The hotel is centrally located along Amalfi Drive and a quick walk down to the famous Positano Spiaggia (i.e. beach) and the center of town where the ferry port is located. The breakfast spread is delicious and the dining terrace, Terrazza Celè, is comfortable and romantic. Overall, the property, rooms and service are all superior but I think the views are my favorite aspect of this hotel.


To Positano: By car service from Naples.

Around Positano: We walked everywhere and took ferries or the bus to neighboring towns along the Amalfi coast.

Currency: Euro (EUR)

Language: Italian but had no problem finding English speakers. Our favorite Italian phrase was ‘molto buono’ or very good food!

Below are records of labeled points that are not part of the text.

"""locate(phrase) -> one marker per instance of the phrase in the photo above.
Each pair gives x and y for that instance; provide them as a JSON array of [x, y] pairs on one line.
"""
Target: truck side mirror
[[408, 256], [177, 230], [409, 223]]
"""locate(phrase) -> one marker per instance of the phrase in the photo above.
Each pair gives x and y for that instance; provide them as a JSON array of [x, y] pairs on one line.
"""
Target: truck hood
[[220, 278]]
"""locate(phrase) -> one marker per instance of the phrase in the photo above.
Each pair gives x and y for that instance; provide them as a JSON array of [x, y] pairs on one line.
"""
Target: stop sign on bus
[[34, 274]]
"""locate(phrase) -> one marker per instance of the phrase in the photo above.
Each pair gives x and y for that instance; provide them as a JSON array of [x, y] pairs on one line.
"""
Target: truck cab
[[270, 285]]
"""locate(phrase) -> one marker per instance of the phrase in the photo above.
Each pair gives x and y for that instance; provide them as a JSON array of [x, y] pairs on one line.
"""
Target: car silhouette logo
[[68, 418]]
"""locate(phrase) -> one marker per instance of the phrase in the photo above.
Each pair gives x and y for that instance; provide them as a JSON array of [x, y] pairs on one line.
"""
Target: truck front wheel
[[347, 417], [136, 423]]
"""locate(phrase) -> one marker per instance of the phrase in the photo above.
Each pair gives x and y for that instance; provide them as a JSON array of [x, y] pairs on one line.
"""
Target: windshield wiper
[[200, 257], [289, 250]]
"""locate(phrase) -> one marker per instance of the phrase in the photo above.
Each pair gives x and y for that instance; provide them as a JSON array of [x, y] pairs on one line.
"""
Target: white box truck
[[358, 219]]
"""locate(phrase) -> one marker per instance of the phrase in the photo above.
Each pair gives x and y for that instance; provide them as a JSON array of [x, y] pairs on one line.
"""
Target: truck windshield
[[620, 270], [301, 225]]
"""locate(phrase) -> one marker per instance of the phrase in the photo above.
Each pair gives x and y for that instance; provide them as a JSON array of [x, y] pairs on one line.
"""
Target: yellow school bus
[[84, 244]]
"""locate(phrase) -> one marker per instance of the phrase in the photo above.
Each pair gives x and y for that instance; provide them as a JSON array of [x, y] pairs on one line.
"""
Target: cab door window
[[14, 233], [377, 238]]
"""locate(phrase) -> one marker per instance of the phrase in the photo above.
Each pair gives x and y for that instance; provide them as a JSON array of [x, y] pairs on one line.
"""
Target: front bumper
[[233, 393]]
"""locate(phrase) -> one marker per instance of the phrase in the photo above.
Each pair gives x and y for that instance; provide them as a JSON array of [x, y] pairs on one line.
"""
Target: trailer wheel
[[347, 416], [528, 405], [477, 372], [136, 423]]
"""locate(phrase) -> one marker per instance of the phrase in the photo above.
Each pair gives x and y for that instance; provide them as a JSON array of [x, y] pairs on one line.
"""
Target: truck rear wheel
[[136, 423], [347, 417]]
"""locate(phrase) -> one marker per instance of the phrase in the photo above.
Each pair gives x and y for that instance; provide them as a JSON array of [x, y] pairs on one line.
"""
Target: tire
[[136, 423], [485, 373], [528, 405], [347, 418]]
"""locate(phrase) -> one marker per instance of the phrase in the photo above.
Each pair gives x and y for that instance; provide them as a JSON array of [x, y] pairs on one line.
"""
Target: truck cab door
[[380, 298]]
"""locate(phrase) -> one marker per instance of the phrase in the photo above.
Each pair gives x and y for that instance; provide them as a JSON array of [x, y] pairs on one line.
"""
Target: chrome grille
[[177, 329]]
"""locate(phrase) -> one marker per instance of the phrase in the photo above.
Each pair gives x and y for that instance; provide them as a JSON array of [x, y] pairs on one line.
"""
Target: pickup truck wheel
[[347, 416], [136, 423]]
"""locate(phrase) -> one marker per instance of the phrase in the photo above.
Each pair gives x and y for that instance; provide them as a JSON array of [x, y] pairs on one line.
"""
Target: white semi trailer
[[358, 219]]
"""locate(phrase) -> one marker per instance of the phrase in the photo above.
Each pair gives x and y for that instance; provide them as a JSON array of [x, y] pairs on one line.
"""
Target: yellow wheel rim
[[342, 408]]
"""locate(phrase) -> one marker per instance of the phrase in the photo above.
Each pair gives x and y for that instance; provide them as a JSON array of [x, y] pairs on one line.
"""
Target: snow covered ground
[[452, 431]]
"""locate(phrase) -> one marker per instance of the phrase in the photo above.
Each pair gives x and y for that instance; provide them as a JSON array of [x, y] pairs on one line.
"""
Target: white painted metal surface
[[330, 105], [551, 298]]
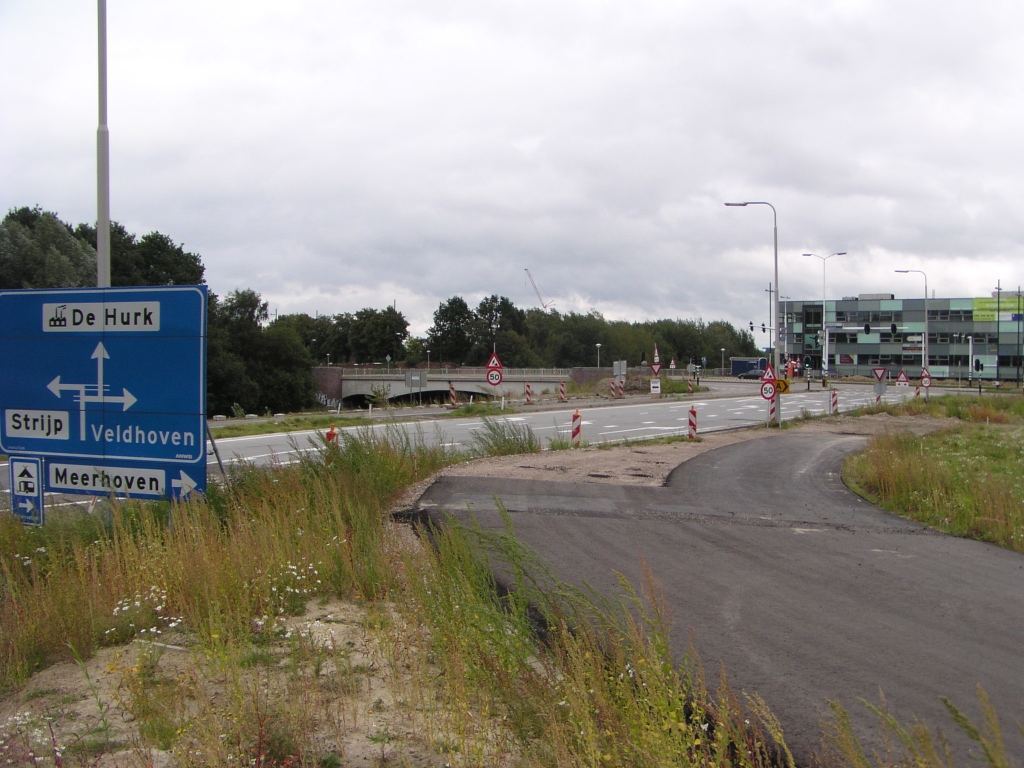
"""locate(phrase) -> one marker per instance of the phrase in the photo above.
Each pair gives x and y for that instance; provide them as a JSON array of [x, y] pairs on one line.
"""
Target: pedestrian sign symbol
[[27, 489]]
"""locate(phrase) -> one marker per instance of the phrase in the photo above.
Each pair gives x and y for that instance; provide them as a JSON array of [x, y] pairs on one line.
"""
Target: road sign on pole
[[109, 385], [27, 488]]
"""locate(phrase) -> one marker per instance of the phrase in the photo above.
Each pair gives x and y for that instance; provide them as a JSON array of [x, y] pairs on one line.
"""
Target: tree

Outlet Adapter: The standard voltage is 230 V. The standard frequency is 50 Hz. The power sockets that are used are of type L.

Passport/Visa Requirements: U.S. Passport valid for at least six months from date of departure. No visa for visits under 90 days required.

Vaccinations/Medicines: N/A

Weather: We were in Italy the first two weeks of May. While still technically spring season, it is one of the best months to visit before the towns become overrun with tourists for the high season. Our first few days on the Amalfi Coast were a little cool but sunny for the most part making for comfortable days and chilly evenings.